Теперь капли смолы летели на меня дождем.

“Лакей мирового империализма…”

“Да, типичный лакей и ревизионист. Недавно мешок помады прислал. Я теткам раздала…”

Мы озверело целовались.

Внезапно я потерял ее губы.

“..зачем ты меня превращаешь в животное, зачем, ну скажи, зачем ты превращаешь меня в животное, в животное, зачем?..”

Слезы соленым молоком текли по ее щекам, губам, подбородку.

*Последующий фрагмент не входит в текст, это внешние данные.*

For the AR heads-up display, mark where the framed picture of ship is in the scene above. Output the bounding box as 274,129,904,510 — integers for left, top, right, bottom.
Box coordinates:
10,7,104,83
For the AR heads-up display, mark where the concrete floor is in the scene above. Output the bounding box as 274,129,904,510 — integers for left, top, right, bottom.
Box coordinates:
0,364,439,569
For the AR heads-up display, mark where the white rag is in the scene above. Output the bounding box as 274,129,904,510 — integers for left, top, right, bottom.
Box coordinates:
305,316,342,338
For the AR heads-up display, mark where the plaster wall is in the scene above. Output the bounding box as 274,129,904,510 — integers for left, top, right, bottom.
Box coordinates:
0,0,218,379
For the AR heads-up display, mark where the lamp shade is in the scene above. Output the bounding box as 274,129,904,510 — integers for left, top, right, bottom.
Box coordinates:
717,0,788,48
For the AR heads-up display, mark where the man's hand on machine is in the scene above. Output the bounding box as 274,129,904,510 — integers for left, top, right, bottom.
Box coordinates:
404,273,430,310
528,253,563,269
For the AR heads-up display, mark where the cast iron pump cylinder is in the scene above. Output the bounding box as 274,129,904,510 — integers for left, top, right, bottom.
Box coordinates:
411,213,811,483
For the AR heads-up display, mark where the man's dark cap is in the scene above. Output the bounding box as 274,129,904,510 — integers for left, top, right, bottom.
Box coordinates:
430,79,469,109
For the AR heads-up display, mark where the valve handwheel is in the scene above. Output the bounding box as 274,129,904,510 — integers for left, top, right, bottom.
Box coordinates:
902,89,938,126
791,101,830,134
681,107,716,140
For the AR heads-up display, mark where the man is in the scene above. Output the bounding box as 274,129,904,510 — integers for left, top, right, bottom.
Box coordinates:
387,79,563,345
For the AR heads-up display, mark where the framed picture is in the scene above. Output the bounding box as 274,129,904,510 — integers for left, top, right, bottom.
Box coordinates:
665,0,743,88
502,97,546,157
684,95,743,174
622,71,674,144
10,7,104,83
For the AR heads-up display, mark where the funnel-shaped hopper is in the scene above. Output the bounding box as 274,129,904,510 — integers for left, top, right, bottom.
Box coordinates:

Я тихонько слизывал их.

“Солнышко, я не превращаю тебя в животное”.

“Нет, превращаешь, зачем, зачем ты меня в животное, я не хочу животным…”

“А кем ты хочешь быть?” – крикнул я.

Эхо разносило мой крик по этажам.

Гуля замолчала. “Никем. Маленьким листиком. Маленьким-маленьким листиком”.

“Я буду твоим деревом”.

“Ты будешь костром, в котором я буду долго и добросовестно дымиться”.

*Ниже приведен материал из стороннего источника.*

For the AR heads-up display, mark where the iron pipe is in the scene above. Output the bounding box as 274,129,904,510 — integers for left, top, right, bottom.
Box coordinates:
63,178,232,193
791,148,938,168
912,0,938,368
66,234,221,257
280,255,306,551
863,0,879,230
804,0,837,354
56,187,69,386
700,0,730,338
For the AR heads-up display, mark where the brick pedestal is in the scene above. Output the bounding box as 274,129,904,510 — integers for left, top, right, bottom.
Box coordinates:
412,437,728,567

Она еще рассказывала про свою семью, но я не запомнил.

Ночь закончилась снегом.

Я вышел из Гулиного подъезда и оказался среди беспокойного пространства. В воздухе трудились тысячи кристаллов.

По тротуару двигалась дворничиха. Она сметала снег и пыль в маленькие масонские пирамиды.

“Знаете, что я делал всю ночь? – спросил я вольную каменщицу листвы, снега и мусора. – Целовался в подъезде”.

“Одолжи, сколько не жалко”, – сказала дворничиха.

Я сунул ей какие-то бумажки и пошел в сторону метро, ловя языком снежинки.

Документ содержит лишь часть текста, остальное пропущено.